People pulled out cell phones, called town hall, the mayor, members of the pool’s board of trustees. Nobody knew what was going on, and people were furious: me more than anyone. That’s the moment when I imagined writing about this for a local paper. It was exactly the kind of thing that was never covered in the local paper—it didn’t, after all, happen at a town council meeting or come from a press release—and it was exactly the kind of thing that everybody talked about.
When the manager finally did appear, hours later, he offered no excuses and no explanation. There’d been thunder. The pool was closed.
We found out the real story months later, after it was discovered that the pool manager had been embezzling money from the pool. It turns out that hot August afternoon, he’d heard some distant thunder and decided to close the pool and take his entire lifeguard staff out to the movies.
These are the stories that people want to know. They still want to know why the pool is closed on a sunny August afternoon. These are the stories that you almost never get in the weekly local newspaper, which is typically staffed by 20-something journalists straight out of school and with no ties, or real sources, in the community.

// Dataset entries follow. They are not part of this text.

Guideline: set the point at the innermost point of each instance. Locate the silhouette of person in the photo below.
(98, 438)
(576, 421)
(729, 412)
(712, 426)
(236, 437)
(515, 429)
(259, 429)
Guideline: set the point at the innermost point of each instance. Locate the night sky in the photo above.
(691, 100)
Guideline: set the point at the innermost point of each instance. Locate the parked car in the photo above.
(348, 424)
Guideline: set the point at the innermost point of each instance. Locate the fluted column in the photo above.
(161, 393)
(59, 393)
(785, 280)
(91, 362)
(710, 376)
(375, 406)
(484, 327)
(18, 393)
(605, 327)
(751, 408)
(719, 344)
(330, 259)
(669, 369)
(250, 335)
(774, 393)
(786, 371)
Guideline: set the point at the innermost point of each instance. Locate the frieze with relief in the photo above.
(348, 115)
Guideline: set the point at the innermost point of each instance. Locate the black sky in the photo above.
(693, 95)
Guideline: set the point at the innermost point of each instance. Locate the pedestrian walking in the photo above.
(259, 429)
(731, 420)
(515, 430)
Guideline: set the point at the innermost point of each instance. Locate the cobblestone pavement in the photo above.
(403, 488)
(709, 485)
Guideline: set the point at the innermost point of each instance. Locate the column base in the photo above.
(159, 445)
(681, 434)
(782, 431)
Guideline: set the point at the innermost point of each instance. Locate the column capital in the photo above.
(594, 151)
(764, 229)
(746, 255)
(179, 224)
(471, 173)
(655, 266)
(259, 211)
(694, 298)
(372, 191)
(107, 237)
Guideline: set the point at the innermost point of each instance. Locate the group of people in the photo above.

They also want to know if the hot new restaurant that just opened is any good, whether their neighbors are also furious about new leaf raking regulations, and why the 6:18 from Penn Station was being held up in Bloomfield, and not allowed to continue on into Glen Ridge.
1 comment:
You are going full guns today! I love every single one of these posts. Excellent reminders of why we keep at it, no matter (fill in the blank).